As everybody said, it can be a permission problem. But since you've created the directory in your code (which is most likely running as the same user when deleted). It doubt it is that.
To delete a directory, you need to make sure that:
You have proper permissions (as everyone pointed out).
All directory handles must be closed prior to deletion.
(leaving handles open can cause Permission denied errors)
The directory must be empty. rmdir() only deletes the directory, not the files inside. So it can't do its job if there is still stuff inside.
To fix number 2, it is extremely simple. If you are using something like this:
$hd = opendir($mydir);
Close your handle prior to deletion:
closedir($hd);
For number 3, what you want to do is called a recursive delete. You can use the following function to achieve this:
function force_rmdir($path) {
if (!file_exists($path)) return false;
if (is_file($path) || is_link($path)) {
return unlink($path);
}
if (is_dir($path)) {
$path = rtrim($path, DIR_SEPARATOR) . DIR_SEPARATOR;
$result = true;
$dir = new DirectoryIterator($path);
foreach ($dir as $file) {
if (!$file->isDot()) {
$result &= force_rmdir($path . $file->getFilename(), false, $sizeErased);
}
}
$result &= rmdir($path);
return $result;
}
}
It looks like you need access rights on the folder you're trying to edit.
To change this:
chmod ug+rw /home/free/howto.cz/m/mousemys/root/www/g_test/
or maybe you'll need to do
sudo chmod ug+rw /home/free/howto.cz/m/mousemys/root/www/g_test/
Make sure that this is what you want to do and that your application is secure. Don't give write rights to any application since it could lead to security issues.

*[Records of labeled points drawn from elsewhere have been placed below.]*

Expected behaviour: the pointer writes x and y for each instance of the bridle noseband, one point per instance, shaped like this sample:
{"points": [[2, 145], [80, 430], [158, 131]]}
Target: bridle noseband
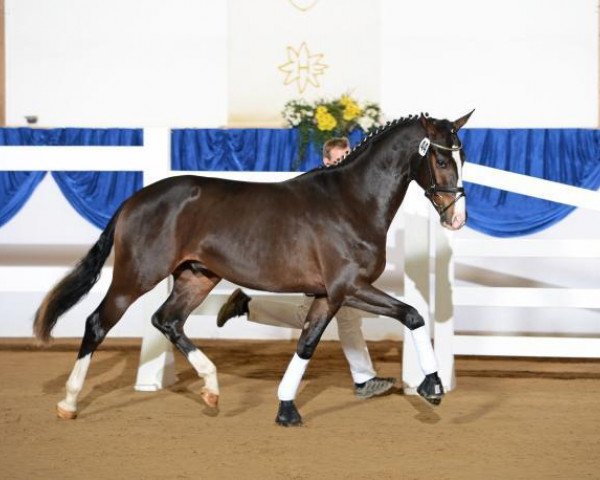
{"points": [[434, 188]]}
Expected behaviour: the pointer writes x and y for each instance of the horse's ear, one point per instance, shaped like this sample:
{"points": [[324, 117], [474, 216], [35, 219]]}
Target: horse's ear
{"points": [[458, 124], [427, 124]]}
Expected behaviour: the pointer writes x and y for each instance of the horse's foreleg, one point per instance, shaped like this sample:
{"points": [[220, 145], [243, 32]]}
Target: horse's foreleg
{"points": [[318, 318], [190, 289], [97, 326], [370, 299]]}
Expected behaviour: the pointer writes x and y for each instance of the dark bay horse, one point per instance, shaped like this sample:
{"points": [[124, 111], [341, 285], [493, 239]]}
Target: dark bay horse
{"points": [[322, 233]]}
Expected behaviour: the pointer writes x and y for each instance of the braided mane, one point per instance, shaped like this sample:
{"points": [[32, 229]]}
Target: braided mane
{"points": [[373, 137]]}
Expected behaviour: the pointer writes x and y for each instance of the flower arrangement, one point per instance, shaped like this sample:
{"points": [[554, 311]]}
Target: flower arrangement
{"points": [[323, 119]]}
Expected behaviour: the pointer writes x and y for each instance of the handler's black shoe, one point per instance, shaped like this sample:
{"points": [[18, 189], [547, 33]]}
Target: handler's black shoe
{"points": [[374, 387], [236, 305], [431, 389]]}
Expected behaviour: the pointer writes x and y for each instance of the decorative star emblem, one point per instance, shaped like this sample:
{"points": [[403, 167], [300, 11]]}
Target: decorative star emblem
{"points": [[303, 67]]}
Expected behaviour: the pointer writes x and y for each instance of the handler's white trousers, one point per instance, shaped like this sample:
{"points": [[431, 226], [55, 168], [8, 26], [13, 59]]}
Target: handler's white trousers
{"points": [[283, 314]]}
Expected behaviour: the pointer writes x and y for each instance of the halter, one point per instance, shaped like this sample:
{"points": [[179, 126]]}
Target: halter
{"points": [[434, 188]]}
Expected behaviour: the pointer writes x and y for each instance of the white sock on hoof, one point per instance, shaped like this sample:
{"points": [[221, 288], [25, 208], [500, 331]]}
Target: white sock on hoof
{"points": [[75, 383], [288, 387], [424, 350], [205, 369]]}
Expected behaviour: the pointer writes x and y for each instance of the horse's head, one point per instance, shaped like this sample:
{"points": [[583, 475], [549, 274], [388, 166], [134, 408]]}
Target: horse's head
{"points": [[440, 171]]}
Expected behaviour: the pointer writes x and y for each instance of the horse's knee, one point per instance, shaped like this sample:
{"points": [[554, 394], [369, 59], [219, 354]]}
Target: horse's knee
{"points": [[169, 328], [306, 350], [413, 319]]}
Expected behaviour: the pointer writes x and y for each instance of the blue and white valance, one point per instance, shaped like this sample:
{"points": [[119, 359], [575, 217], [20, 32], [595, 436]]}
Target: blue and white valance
{"points": [[570, 156], [95, 195]]}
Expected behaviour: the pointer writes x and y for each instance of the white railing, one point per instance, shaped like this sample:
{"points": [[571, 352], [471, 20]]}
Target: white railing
{"points": [[153, 159], [530, 297]]}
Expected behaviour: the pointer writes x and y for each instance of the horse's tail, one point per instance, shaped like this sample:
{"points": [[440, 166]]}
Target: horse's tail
{"points": [[75, 285]]}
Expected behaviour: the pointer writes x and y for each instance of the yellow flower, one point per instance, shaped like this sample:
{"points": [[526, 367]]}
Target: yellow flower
{"points": [[321, 109], [325, 120], [351, 111], [345, 100]]}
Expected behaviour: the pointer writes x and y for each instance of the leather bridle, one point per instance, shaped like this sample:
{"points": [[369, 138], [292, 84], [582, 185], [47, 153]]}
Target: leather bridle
{"points": [[434, 189]]}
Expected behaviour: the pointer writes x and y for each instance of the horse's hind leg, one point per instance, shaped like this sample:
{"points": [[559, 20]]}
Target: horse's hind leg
{"points": [[192, 285], [97, 325]]}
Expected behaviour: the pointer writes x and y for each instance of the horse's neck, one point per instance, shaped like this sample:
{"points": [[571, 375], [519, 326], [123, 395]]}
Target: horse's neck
{"points": [[381, 176]]}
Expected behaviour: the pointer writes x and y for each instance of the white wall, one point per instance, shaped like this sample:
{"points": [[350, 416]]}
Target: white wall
{"points": [[528, 63], [117, 63], [520, 63]]}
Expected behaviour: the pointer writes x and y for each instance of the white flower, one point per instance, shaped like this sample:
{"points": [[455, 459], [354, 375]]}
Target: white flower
{"points": [[365, 123]]}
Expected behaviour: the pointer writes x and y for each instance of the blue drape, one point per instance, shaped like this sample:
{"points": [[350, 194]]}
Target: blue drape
{"points": [[95, 195], [570, 156], [253, 149], [15, 190]]}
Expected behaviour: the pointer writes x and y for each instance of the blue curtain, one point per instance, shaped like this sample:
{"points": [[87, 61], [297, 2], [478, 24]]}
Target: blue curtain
{"points": [[95, 195], [15, 190], [570, 156], [255, 149]]}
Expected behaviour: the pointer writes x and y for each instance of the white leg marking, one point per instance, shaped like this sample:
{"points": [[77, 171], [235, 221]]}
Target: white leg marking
{"points": [[75, 384], [288, 387], [205, 369], [424, 350]]}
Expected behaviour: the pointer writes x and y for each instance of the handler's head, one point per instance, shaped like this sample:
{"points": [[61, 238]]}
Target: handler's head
{"points": [[334, 149]]}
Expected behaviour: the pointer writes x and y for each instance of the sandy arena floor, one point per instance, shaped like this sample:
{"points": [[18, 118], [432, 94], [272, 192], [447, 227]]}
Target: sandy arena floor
{"points": [[508, 419]]}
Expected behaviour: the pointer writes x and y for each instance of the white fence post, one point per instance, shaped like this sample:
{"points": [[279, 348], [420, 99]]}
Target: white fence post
{"points": [[157, 363]]}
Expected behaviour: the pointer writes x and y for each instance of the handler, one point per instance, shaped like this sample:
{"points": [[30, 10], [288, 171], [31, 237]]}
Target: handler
{"points": [[281, 314]]}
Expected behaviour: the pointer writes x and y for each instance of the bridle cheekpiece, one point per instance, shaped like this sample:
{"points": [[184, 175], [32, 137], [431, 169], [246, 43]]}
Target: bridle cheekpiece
{"points": [[434, 189]]}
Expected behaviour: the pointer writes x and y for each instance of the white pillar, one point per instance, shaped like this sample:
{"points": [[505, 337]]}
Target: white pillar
{"points": [[157, 363]]}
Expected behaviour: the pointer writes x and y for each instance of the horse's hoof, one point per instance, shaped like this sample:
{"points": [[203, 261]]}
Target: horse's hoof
{"points": [[211, 399], [287, 415], [65, 413], [431, 389]]}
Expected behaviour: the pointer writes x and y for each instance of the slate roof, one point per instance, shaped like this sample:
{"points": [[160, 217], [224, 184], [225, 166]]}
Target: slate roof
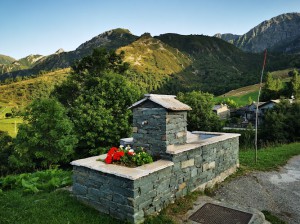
{"points": [[167, 101]]}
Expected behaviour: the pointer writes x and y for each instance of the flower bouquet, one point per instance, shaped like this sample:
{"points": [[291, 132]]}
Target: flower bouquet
{"points": [[127, 156]]}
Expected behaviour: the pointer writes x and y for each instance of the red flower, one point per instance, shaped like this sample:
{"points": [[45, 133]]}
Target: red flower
{"points": [[117, 155], [130, 153], [112, 150], [108, 159]]}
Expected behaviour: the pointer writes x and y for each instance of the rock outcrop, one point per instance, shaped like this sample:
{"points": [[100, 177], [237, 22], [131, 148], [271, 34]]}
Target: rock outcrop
{"points": [[277, 33]]}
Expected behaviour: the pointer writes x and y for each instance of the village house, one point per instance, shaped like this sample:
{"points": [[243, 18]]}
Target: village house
{"points": [[222, 111]]}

The webserver requires write access to the folder you're trying to delete. You can provide this with:
chgrp -R www-data g_test/uploads
chmod g+w g_test/uploads
where www-data is the user that the webserver runs under (may be apache or some variation depending on your OS and server installation). After this you can run rmdir (or rm -r if the directory isn't empty).
Also, keep in mind that giving the web server the ability to write to a directory posses security problems. In certain situations, this could allow a malicious user to run arbitrary code (i.e. take over your machine), or modify your website (i.e. server spyware).
For these reasons, you should only give dirs write perms that:
absolutely need them
don't contain source code
are outside the dir containing scripts
owned by the server
In this setup on a production machine, you could set up a separate directory just for this type of file, that only Apache can write to. If you have to deploy files to this directory, use sudo or the root account to do so to limit the accounts that have access.
For a more complete description of what I mean, have a look at the security tips section in the Apache documentation.